A manutenção de espécies nativas da floresta tropical mantém as funções climáticas da floresta, como a estocagem de carbono e a reciclagem da água. É bom lembrar que todas as unidades de conservação foram criadas para proteger a biodiversidade, não para proteger o clima. Mas essas áreas têm uma grande importância para evitar mudanças climáticas. 

Os governos (caso do Brasil) já oferecem incentivos financeiros para quem mantiver suas áreas conservadas. É o suficiente? Precisamos do apoio da iniciativa privada?  

Philip Fearnside: É evidente que este esforço não é suficiente. A floresta continua a ser perdida. É bom lembrar que estes programas de incentivos financeiros só funcionam em terras legalmente tituladas. E este não é o caso de, ao menos, metade das terras que sofrem com desmatamento na Amazônia. 

E como empresas privadas estão lidando com a questão da biodiversidade global e as alterações climáticas? Há uma movimentação nesse sentido?  

Philip Fearnside: Muitos dos programas ambientais financiados por empresas funcionam bem como uma ação de relações públicas, mas têm pouco efeito em diminuir o desmatamento.  Por exemplo, promover a implantação de agroflorestas por pequenas comunidades na Amazônia não tem muito efeito, pois essas comunidades desmatam muito pouco. A agricultura e a pecuária, por exemplo, são as principais forças na perda de floresta amazônica, que tem graves consequências para as mudanças climáticas. Portanto, é preciso enfrentar os grandes fazendeiros e grileiros que estão fazendo o grosso do desmate. 

Qual o cenário diante de uma inércia?  

Philip Fearnside: O cenário é ruim, dada a urgência de parar o desmatamento. No entanto, não se deve adotar uma visão fatalista sobre isto. 

Quais os principais pontos-chave que precisamos focar neste momento para conseguirmos ter êxito nessa batalha em prol de um futuro habitável? 

Philip Fearnside: A urgência de grandes mudanças a curto prazo é evidente. A avaliação global lançada pela Convenção de Clima (COP28), no final do ano passado, mostrou que as emissões globais de gases de efeito estufa precisam diminuir em 43% até 2030 para evitar que passemos do limite de 1,5 graus acima da média pré-industrial, o que corresponde a pontos de inflexão no sistema climática global e também na manutenção da floresta amazônica. Isso significa que precisamos largar os combustíveis fósseis e parar o desmatamento agora!

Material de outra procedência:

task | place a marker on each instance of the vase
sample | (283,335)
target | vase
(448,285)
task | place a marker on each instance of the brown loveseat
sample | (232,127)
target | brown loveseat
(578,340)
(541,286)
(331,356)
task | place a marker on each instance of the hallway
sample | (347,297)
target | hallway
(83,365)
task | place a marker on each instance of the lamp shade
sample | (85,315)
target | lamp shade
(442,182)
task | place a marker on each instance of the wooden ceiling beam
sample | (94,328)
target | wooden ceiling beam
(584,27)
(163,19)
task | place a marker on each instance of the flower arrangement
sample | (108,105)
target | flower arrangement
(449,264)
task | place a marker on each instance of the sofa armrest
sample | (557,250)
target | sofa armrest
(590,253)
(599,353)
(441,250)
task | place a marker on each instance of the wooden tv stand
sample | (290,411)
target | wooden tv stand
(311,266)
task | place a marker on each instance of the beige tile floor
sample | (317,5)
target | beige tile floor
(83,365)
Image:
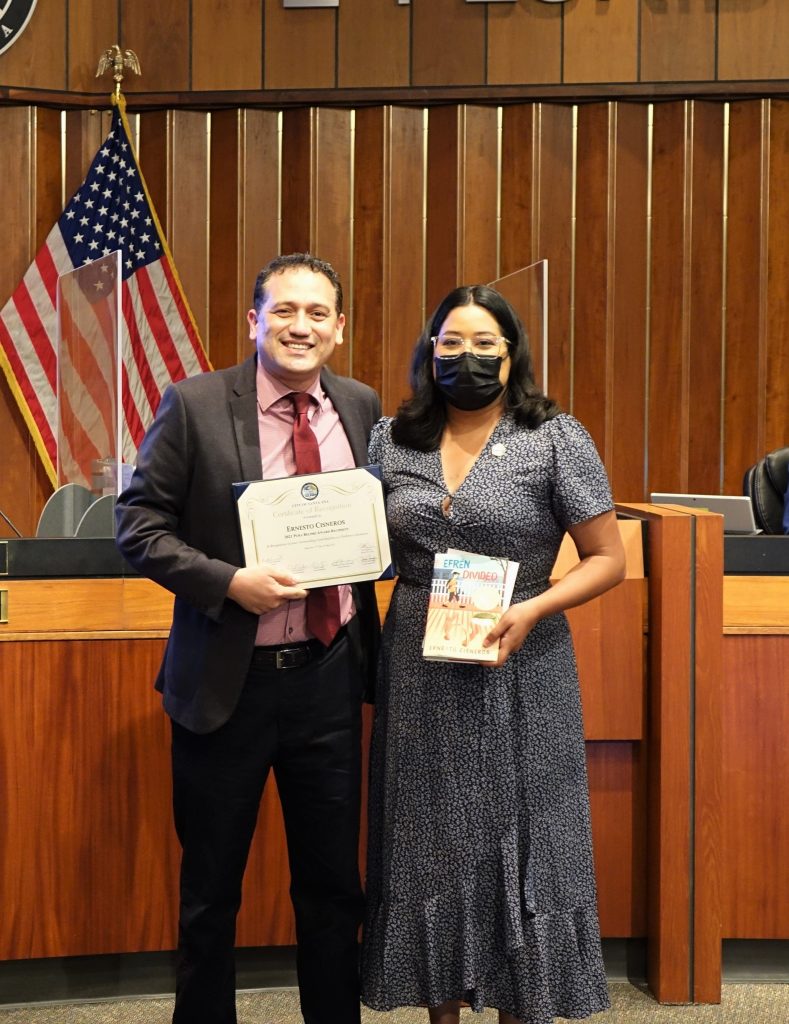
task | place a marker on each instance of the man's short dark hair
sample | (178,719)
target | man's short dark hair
(294,261)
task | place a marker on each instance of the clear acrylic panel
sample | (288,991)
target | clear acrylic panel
(526,290)
(89,407)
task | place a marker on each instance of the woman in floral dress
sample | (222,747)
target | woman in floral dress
(480,878)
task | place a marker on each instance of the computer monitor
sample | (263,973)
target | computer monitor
(736,509)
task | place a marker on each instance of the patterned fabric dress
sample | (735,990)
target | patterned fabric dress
(480,880)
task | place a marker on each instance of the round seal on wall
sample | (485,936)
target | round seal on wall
(14,15)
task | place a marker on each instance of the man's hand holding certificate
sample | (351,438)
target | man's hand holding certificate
(324,528)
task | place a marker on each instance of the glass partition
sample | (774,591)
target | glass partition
(527,291)
(89,367)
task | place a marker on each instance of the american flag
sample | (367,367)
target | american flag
(110,211)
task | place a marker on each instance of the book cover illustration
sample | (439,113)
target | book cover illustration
(469,593)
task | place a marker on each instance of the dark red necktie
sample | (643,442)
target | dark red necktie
(322,602)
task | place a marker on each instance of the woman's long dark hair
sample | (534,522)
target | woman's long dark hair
(420,421)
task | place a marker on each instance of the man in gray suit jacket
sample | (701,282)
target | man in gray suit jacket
(247,684)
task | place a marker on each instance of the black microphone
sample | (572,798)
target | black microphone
(5,518)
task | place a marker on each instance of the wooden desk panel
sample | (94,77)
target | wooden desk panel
(755,809)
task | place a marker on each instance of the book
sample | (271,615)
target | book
(469,594)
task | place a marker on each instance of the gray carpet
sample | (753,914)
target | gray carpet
(741,1005)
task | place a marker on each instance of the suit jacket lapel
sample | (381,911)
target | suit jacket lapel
(244,407)
(350,416)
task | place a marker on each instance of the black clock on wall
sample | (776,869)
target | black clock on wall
(14,15)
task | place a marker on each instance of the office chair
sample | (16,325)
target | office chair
(765,485)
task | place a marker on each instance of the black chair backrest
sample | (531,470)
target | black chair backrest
(765,484)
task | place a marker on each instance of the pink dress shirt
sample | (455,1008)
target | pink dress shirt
(275,415)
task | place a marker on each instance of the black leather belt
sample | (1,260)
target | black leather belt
(291,655)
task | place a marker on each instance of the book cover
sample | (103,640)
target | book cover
(468,595)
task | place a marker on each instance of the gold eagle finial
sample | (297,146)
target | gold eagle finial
(117,59)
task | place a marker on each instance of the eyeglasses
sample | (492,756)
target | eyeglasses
(447,345)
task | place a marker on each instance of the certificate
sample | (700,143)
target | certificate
(324,528)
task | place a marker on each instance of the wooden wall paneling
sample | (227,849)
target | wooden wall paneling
(443,228)
(618,799)
(627,299)
(668,856)
(333,212)
(317,196)
(96,793)
(189,210)
(19,485)
(751,40)
(612,676)
(463,197)
(163,45)
(388,247)
(677,41)
(704,306)
(601,41)
(554,239)
(708,671)
(85,131)
(227,44)
(370,288)
(524,43)
(404,253)
(478,208)
(299,47)
(520,186)
(154,156)
(259,213)
(668,410)
(298,179)
(755,842)
(744,404)
(93,28)
(595,262)
(777,368)
(37,59)
(227,330)
(374,44)
(447,43)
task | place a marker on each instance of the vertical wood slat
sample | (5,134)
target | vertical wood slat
(188,173)
(478,194)
(594,251)
(625,398)
(686,354)
(777,354)
(225,324)
(259,213)
(332,215)
(745,272)
(704,281)
(707,768)
(668,947)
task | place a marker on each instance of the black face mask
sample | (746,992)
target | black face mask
(469,381)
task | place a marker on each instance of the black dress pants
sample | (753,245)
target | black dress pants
(306,724)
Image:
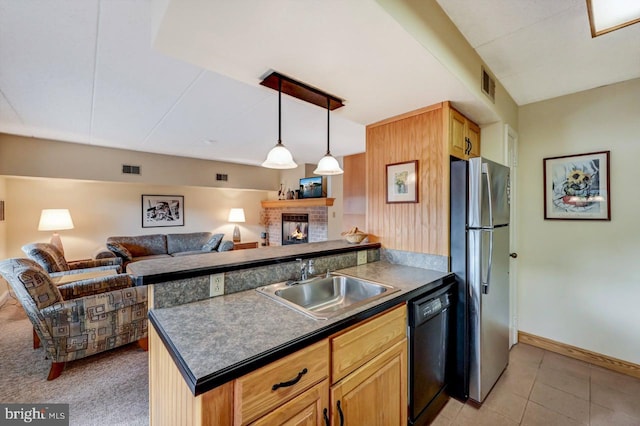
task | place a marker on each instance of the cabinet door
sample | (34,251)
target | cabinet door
(457,142)
(473,133)
(375,394)
(307,409)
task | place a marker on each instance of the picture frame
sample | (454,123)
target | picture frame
(577,187)
(402,182)
(162,210)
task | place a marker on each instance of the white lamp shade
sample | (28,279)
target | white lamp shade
(55,220)
(236,215)
(279,158)
(328,165)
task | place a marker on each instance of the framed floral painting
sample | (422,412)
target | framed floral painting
(576,187)
(402,182)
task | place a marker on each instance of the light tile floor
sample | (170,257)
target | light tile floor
(546,389)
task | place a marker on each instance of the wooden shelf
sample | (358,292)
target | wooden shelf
(304,202)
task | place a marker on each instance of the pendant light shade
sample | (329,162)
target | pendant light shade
(279,157)
(328,165)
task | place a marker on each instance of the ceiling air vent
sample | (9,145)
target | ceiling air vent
(130,170)
(488,85)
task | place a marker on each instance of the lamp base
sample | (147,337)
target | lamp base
(56,241)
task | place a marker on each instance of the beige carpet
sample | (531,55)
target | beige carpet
(110,388)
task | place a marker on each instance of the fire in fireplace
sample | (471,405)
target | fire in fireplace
(295,228)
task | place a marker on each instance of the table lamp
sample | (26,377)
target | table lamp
(55,220)
(236,216)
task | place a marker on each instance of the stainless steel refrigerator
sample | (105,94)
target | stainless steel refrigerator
(480,260)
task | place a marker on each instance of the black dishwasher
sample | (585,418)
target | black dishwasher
(430,350)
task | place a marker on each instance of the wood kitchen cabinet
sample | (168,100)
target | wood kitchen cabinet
(464,135)
(369,370)
(362,367)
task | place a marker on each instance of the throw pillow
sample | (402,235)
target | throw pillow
(120,251)
(213,242)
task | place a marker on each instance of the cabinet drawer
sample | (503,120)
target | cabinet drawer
(359,345)
(254,393)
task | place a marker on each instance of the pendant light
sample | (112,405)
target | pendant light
(328,165)
(279,157)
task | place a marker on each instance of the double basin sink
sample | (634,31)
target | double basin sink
(327,296)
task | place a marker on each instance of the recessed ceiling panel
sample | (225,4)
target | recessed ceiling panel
(135,85)
(47,62)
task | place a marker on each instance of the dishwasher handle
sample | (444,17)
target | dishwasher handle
(425,309)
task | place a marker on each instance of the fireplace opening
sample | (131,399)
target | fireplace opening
(295,228)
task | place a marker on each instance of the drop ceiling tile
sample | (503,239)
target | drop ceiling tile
(135,85)
(505,16)
(46,71)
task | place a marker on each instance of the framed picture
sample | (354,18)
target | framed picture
(577,187)
(162,210)
(402,182)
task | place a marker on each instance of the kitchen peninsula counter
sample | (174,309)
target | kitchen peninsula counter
(217,340)
(154,271)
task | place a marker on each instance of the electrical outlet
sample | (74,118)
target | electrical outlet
(216,285)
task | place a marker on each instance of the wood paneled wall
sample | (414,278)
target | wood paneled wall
(354,192)
(419,227)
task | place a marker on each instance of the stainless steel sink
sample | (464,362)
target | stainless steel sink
(325,297)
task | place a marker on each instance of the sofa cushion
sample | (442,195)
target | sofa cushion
(151,256)
(213,242)
(47,255)
(178,243)
(226,246)
(142,245)
(188,253)
(120,251)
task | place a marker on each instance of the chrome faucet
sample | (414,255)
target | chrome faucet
(305,269)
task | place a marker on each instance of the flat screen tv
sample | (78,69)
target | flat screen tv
(311,187)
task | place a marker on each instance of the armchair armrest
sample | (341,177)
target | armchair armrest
(88,325)
(93,263)
(103,253)
(93,286)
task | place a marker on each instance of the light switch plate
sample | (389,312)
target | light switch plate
(216,285)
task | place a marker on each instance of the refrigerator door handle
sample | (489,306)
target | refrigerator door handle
(485,170)
(486,281)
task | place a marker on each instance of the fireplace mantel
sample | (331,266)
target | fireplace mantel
(304,202)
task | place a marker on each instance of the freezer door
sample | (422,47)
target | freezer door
(488,193)
(489,308)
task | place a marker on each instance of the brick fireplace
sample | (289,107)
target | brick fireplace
(317,227)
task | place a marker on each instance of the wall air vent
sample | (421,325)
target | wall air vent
(488,85)
(130,170)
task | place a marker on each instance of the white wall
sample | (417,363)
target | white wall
(103,209)
(579,281)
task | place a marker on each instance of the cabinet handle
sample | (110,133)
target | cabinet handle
(290,382)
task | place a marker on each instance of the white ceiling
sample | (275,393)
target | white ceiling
(541,49)
(85,70)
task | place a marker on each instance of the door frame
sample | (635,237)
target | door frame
(511,155)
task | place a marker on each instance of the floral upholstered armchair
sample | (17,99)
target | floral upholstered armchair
(52,260)
(81,318)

Temos caminhado nessa direção?

Philip Fearnside: Com exceção do Ministério do Meio Ambiente e das Mudanças Climáticas, praticamente todo o resto do governo brasileiro está agindo do outro lado, aumentando as emissões.  O Ministro de Minas e Energia até falou que o Brasil deve explorar petróleo, inclusive na Foz do Amazonas, até que o País se torne rico. E o próprio presidente se referiu ao projeto da Foz Amazonas, afirmando que não devemos jogar fora qualquer oportunidade para fazer o País crescer. Sendo que esse “crescer e ficar mais rico”, significaria a intenção de explorar para sempre. 

O Ministério da Agricultura subsidia pastagem e soja na Amazônia. O Ministério dos Transportes quer reconstruir a rodovia BR-319 (Manaus-Porto Velho), que, junto com as estradas laterais planejadas e as estradas ligadas a ela já existentes, expõe aproximadamente a metade do que sobra da floresta amazônica brasileira à entrada de desmatadores. E o Instituto Nacional de Colonização e Reforma Agrária (INCRA) continua querendo legalizar as reivindicações de terras em terras públicas.  Tudo isto leva à perda da floresta amazônica e as suas funções, incluindo o suprimento de água pelos “rios voadores” que mantém a cidade de São Paulo.

Mas, no seu ponto de vista, ainda há saída? É possível estabelecer um diálogo sobre esses temas complexos?   

Philip Fearnside: As pessoas não devem se deixar ficar paralisadas diante da grave situação. Uma posição de fatalismo sobre a destruição da floresta se torna uma profecia que se auto realiza.